Psychometric properties of the Neck OutcOme Score, Neck Disability Index, and Short Form-36 were evaluated in patients with neck pain

Research output: Contribution to journalJournal articleResearchpeer-review

  • Tina Juul
  • Karen Søgaard
  • Aileen M. Davis
  • Ewa M. Roos
Objective:To assess reliability, construct validity, responsiveness, and interpretability for Neck OutcOme Score (NOOS), Neck Disability Index (NDI), and Short Form–36 (SF-36) in neck pain patients.

Study Design and Setting: Internal consistency was assessed by Cronbach alpha. Test-retest reliability was evaluated by intraclass correlation coefficient (ICC), and measurement error was estimated from the standard error of measurement. Responsiveness was assessed as standardized response mean (SRM) and interpretability from the minimal important difference (MID). Construct validity was tested correlating subscale scores from NOOS and SF-36 and NDI items.
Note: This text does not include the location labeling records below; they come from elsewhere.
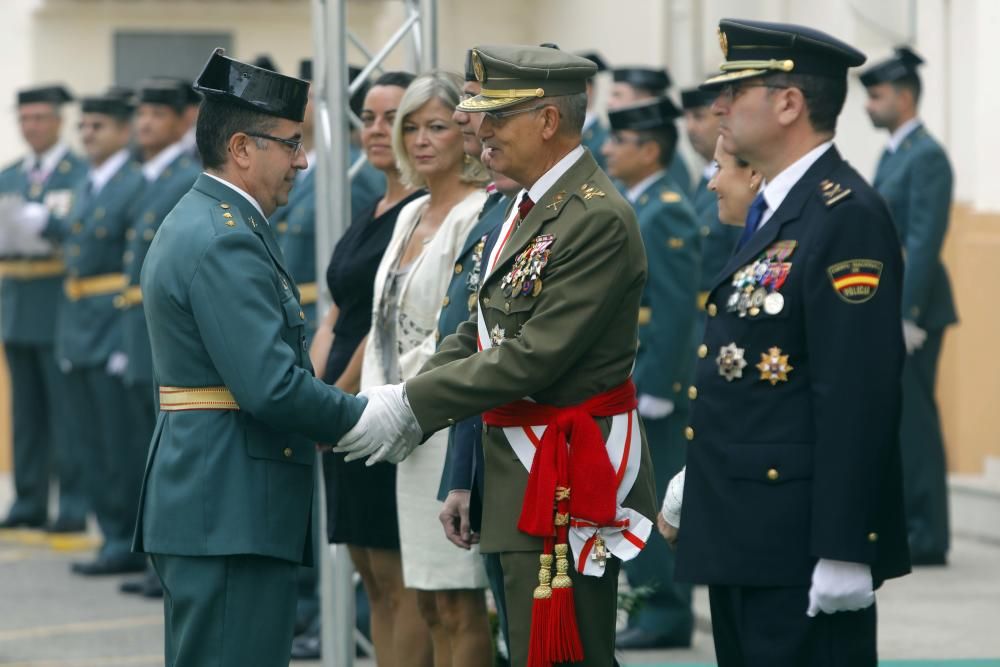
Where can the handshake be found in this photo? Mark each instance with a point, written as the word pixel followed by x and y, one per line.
pixel 387 431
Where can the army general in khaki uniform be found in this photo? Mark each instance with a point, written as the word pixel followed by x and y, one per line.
pixel 556 322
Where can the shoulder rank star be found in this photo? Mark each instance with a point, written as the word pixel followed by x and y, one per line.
pixel 731 362
pixel 774 366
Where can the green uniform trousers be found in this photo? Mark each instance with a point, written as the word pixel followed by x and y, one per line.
pixel 41 438
pixel 925 485
pixel 110 463
pixel 664 608
pixel 596 601
pixel 227 611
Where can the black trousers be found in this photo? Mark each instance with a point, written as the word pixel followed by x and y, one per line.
pixel 768 627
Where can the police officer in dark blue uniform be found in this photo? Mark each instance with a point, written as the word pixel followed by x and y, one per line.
pixel 915 178
pixel 792 508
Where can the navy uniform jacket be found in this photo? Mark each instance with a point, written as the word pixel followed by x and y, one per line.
pixel 295 228
pixel 28 304
pixel 916 182
pixel 223 310
pixel 781 473
pixel 669 228
pixel 465 440
pixel 160 196
pixel 88 329
pixel 718 240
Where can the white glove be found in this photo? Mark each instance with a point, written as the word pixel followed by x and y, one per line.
pixel 913 336
pixel 652 407
pixel 117 363
pixel 673 498
pixel 387 430
pixel 839 585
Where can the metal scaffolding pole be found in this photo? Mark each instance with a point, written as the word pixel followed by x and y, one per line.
pixel 331 95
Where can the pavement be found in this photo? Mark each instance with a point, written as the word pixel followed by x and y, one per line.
pixel 936 617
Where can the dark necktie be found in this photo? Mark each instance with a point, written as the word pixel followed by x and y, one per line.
pixel 754 216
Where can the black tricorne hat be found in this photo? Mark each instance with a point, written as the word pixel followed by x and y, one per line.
pixel 258 89
pixel 904 62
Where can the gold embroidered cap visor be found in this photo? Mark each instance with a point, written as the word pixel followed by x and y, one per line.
pixel 758 48
pixel 513 74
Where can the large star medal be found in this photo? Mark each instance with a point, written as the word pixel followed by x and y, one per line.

Results: At baseline, 196 neck pain patients were included. Cronbach α was adequate for most NOOS subscales, NDI, and SF-36 with few exceptions. Good to excellent reliability was found for NOOS subscales (ICC 0.88–0.95), for NDI, and for SF-36 with few exceptions. For NOOS, minimal detectable changes varied between 1.1 and 1.9, and construct validity was supported. SRMs were higher for NOOS subscales (0.19–0.42), compared to SF-36 and NDI. MID values varied between 15.0 and 24.1 for NOOS subscales.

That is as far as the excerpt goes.